Monday, September 8, 2014

Breastfeeding: The New Mom Files

When you find out that you're pregnant, there are a million things that you automatically think about, such as do I use cloth diapers or disposables?  When do we move baby to their own room? Do I breastfeed or bottle feed?  When I found out I was pregnant, I knew that I wanted to try breastfeeding.  I had images of it being fairly easy, even though I had heard it could be hard - I had friends and family who tried and it just didn't work.  Nobody told me just how hard it would be.

Our son was born 6 weeks early.  This meant that my milk was not ready to come out.  I had to force my body to start producing it.  The day after I had him, the NICU nurses encouraged me to start pumping and bringing them anything I got.  So I started pumping, at first bringing them a drop or two, they called anything I got "liquid gold".  Every 3 hours I would wake up (unless I was already awake) and pump, bringing them the liquid gold. I was so proud the first time I brought them a ml!

When I got discharged from the hospital, I went to stay with my sister-in-law and her boyfriend in the same city where our son was born so I could be close to him.  I continued to pump every 3 hours, taking whatever milk I had to the hospital with me to give to him.  It was exhausting, overwhelming, and painful.  I wasn't sure how I was going to keep this up after we left and came back home, especially since the most I ever pumped was about 3-4 ozs (boy was I excited when that happened!).  But I wanted to keep going since I wanted our son to have more breast milk than formula, which the nurses had been giving him to supplement what I was bringing in to feed him.  This continued on for almost 4 weeks until we came home.

Two days before we were due to come home, I stayed in the hospital all day and night to be on call to feed him - called "on demand feeding" so I didn't pump in between feedings.  I wanted him to have lots of milk.  The day before we came home, I stayed in a room across the hall from the NICU for what they call "care by parent".  This is like a trial run for what it would be like at home.  The nurses come and check on you every so often to see how things are going and to make sure that the baby is doing okay.  I didn't pump during this time either.

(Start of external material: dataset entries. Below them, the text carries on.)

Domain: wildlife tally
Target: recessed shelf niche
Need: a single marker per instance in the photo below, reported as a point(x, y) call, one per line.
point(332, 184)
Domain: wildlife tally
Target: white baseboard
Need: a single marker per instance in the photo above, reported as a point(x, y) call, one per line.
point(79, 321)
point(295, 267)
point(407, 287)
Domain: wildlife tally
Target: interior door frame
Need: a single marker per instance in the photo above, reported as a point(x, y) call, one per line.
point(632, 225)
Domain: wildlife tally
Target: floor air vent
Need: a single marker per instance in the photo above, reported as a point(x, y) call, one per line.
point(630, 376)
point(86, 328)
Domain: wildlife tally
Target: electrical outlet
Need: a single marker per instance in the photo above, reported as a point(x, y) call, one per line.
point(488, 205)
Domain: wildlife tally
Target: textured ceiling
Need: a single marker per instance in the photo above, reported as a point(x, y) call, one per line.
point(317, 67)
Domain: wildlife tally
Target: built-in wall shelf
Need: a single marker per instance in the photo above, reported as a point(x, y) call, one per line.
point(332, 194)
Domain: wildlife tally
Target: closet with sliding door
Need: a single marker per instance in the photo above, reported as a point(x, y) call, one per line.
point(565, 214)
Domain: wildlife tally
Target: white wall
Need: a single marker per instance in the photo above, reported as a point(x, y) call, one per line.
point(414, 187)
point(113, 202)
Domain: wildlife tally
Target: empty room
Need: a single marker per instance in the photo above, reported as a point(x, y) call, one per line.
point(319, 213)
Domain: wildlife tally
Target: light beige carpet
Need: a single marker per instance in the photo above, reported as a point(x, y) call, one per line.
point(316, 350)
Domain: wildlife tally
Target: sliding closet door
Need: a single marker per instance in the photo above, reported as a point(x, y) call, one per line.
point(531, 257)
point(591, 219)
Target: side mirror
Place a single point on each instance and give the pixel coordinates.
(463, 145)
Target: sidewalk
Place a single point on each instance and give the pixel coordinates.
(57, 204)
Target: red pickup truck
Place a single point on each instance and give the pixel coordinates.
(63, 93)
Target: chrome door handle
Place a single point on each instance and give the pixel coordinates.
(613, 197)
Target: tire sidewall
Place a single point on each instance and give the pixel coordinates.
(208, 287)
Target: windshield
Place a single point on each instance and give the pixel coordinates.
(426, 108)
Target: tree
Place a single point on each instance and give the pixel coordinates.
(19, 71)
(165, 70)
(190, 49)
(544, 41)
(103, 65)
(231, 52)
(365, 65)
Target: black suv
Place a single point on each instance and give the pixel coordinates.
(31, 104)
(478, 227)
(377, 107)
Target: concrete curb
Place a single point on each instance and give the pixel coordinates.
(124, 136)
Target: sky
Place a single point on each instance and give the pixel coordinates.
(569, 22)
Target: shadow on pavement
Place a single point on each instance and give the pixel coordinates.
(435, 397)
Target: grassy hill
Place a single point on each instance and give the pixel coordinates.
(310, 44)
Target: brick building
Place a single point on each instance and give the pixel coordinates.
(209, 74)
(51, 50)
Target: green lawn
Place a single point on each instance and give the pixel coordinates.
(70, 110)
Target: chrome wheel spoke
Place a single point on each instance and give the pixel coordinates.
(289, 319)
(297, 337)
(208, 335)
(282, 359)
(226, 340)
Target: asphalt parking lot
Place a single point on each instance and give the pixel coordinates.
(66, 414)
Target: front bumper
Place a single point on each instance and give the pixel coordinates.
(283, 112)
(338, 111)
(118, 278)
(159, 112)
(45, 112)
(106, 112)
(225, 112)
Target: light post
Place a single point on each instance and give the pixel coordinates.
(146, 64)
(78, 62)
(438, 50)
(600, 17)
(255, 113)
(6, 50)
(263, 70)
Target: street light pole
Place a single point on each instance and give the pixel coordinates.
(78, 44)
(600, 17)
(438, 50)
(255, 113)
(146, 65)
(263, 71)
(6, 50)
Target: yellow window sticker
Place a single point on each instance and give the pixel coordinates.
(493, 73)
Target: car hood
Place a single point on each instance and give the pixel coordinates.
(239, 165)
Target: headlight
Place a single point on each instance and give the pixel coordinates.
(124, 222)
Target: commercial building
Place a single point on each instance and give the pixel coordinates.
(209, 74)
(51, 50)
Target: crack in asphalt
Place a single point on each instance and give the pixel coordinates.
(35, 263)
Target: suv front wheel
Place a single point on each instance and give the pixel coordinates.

When we got home, things changed, for a day or 2 after, I didn't pump, whether I was too tired, overwhelmed, lazy, forgetful, I don't know, probably all of those.  This turned out to be a big mistake.  I would become engrossed in something and forget to pump.  At night, I wanted to get as much sleep between my son's feedings as possible so I got lazy and didn't pump.  Pretty soon I was sporadically pumping and I basically ended up back at square one with drops of milk.

Feelings of guilt spread through me, making me feel like the worst mom ever, even though the NICU nurses told me that if I ended up formula feeding him for whatever reason, that didn't make me a bad mom.  I still cried anyway.  Eventually, about a month ago, when our son was 3 months old,  I made the decision to stop trying to pump - he wouldn't take the breast and I figured I was dried up (there wasn't really anything coming out), and formula feeding him worked best with our lives anyway.  For a while I felt okay with my decision, backed up by a public health nurse saying that I was likely dried up and it wouldn't work.

A few days ago, for a reason I have yet to figure out, I decided to try hand expressing (which I have always found difficult).  To my surprise, I had a couple droplets come out, which gave me hope that I may be able to re-lactate using the pump and Mother's Milk tea.  So here I am, trying to re-lactate to give my son more breast milk and it's still a struggle.  I'm still forgetful/lazy.  I have decided this time that if it works, awesome, if it doesn't, it doesn't, at least he got a full month of breast milk to help with the immunity and other great benefits that breast milk has.

It's been a roller coaster for the past 4 months.  I think that if our son hadn't had to come early, I would have been better prepared to take on the challenge of breastfeeding.  As it stands now, when we have our next child, I will know what to do and be better prepared to dive headfirst in to breastfeeding.

Breastfeeding is overwhelming, challenging, and rewarding.  I would encourage other moms out there that are struggling with breastfeeding not to give up.  There are support systems out there - like family and friends, the La Leche League, a public health nurse - they all have great resources to help you try to figure it out.